Writers learn to write by writing. We also learn to write by reading which has never been a problem for me. Libraries and bookstores are among my favorite places, as well as the corner of the couch where I plunk myself down to start a new book. I’ve never belonged to a physical book group, but after learning the objectives for the Open Canon Book Club, I joined. Open Canon is an online group moderated by PhD professor Wiley Cash, author of A Land More Kind than Home, This Dark Road to Mercy, and The Last Ballad. 


We live in a time when appealing to and listening to the diversity of America's voices are more important than ever. The goal of the Open Canon Book Club is to introduce readers to voices and portrayals of the American experience they may not have otherwise encountered in their day-to-day lives, their education, or their book club meetings. Literary diversity plays a vital role in making us understood to one another, and this hope of understanding is the hinge upon which our democracy swings.

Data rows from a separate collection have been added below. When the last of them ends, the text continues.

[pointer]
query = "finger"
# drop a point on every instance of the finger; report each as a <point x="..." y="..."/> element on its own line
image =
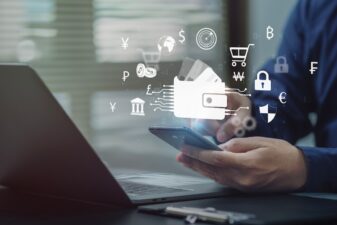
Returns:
<point x="241" y="145"/>
<point x="227" y="130"/>
<point x="207" y="170"/>
<point x="215" y="158"/>
<point x="205" y="127"/>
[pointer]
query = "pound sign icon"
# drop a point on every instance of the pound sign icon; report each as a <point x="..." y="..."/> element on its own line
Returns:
<point x="270" y="33"/>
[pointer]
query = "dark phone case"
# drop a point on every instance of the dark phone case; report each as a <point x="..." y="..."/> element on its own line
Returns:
<point x="179" y="136"/>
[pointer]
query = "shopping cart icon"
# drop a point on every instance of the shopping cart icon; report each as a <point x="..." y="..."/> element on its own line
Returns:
<point x="239" y="55"/>
<point x="151" y="58"/>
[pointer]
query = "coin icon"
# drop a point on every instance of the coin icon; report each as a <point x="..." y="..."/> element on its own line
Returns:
<point x="206" y="38"/>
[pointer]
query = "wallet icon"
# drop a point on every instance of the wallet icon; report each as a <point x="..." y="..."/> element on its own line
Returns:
<point x="199" y="100"/>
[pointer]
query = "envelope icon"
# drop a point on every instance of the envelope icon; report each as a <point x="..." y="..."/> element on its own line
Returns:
<point x="199" y="100"/>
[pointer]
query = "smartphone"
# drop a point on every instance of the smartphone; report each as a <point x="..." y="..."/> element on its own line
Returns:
<point x="179" y="136"/>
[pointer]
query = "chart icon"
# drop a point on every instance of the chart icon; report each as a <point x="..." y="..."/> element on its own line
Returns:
<point x="206" y="38"/>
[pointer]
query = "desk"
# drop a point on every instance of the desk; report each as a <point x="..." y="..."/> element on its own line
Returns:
<point x="18" y="208"/>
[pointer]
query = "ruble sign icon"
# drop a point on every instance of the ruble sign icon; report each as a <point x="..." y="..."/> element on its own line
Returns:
<point x="270" y="33"/>
<point x="126" y="75"/>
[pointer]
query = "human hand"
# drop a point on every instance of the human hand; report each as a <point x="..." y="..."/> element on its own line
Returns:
<point x="252" y="164"/>
<point x="225" y="129"/>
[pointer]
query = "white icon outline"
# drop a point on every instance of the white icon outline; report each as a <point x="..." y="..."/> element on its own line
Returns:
<point x="239" y="76"/>
<point x="281" y="65"/>
<point x="113" y="106"/>
<point x="182" y="36"/>
<point x="137" y="107"/>
<point x="262" y="84"/>
<point x="265" y="111"/>
<point x="283" y="98"/>
<point x="167" y="42"/>
<point x="239" y="55"/>
<point x="270" y="33"/>
<point x="125" y="43"/>
<point x="125" y="76"/>
<point x="206" y="38"/>
<point x="143" y="71"/>
<point x="313" y="67"/>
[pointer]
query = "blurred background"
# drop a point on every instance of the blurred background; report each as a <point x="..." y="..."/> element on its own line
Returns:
<point x="76" y="48"/>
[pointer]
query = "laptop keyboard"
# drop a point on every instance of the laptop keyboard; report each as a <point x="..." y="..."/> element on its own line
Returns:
<point x="133" y="188"/>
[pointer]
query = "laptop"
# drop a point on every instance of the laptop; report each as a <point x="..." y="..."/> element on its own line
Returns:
<point x="42" y="152"/>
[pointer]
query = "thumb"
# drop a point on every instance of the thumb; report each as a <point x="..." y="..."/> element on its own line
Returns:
<point x="227" y="129"/>
<point x="242" y="145"/>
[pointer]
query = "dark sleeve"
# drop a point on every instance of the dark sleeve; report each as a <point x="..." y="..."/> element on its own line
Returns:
<point x="291" y="121"/>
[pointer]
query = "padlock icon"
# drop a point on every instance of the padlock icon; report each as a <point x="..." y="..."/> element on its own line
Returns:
<point x="262" y="82"/>
<point x="281" y="65"/>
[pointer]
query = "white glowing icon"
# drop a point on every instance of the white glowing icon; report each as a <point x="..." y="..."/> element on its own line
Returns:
<point x="200" y="100"/>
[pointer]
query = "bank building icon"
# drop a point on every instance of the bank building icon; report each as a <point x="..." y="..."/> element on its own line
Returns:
<point x="137" y="107"/>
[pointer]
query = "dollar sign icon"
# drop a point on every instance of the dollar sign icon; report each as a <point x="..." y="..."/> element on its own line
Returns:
<point x="270" y="33"/>
<point x="182" y="36"/>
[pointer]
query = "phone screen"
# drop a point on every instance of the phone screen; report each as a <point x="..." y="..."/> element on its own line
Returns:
<point x="179" y="136"/>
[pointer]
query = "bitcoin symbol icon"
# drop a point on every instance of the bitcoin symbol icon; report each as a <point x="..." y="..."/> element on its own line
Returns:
<point x="182" y="36"/>
<point x="270" y="33"/>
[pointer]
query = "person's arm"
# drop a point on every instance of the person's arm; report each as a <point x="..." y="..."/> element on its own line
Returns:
<point x="292" y="119"/>
<point x="300" y="45"/>
<point x="270" y="164"/>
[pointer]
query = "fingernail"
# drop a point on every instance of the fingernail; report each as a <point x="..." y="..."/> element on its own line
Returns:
<point x="222" y="136"/>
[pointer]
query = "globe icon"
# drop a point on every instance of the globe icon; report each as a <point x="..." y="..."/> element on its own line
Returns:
<point x="166" y="44"/>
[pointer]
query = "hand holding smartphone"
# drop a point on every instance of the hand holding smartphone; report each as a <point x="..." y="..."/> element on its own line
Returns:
<point x="179" y="136"/>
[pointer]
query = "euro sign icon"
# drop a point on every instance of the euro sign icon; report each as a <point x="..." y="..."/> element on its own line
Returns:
<point x="199" y="100"/>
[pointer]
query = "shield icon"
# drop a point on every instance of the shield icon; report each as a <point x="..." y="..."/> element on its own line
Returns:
<point x="268" y="113"/>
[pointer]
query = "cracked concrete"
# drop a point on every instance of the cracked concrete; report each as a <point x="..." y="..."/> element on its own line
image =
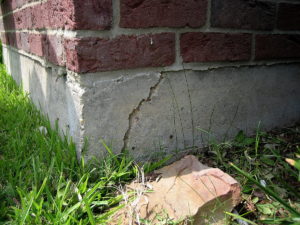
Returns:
<point x="153" y="113"/>
<point x="134" y="112"/>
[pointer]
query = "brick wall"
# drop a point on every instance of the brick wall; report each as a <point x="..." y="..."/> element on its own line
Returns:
<point x="103" y="35"/>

Regardless of our beliefs, most of us will agree we’re becoming more divided as a country. It has become acceptable for online communications with those with whom we disagree to become hostile. This, I think, has led to a general disrespect in how we treat folks in person. In the virtual world, interactions are layered with accusation and discord. We’ve lost our manners simply because the means to disagree in a public way is easy, immediate, and if we choose, anonymous. And once we act poorly online, doesn't it become easier to do so in person? Who cares if we talk on the phone rather than addressing the clerk while checking out at the grocery store? What's the big deal if we endanger others by texting while driving? Does it matter that we walk down city streets so immersed in our smart phones we miss the woman stumbling off the curb, the homeless veteran seeking spare change, or the lost stranger in need of directions?

Similar to IWSG, which focuses on kindness, caring and empathy, Open Canon proposes to use technology to promote a shared humanity. And in joining, there's an added benefit. Author Cash offers discussion points and companion readings for each month's selection as well as his own reflections on the writing in a section he calls Reading like a Writer: A Note from Wiley. So there you have it, a free learning venue composed of diverse perspectives, combined with educational observations on writing. What's not to like?

The online discussion of the first book, The Birds of Opulence by Crystal Wilkinson takes place on September 26.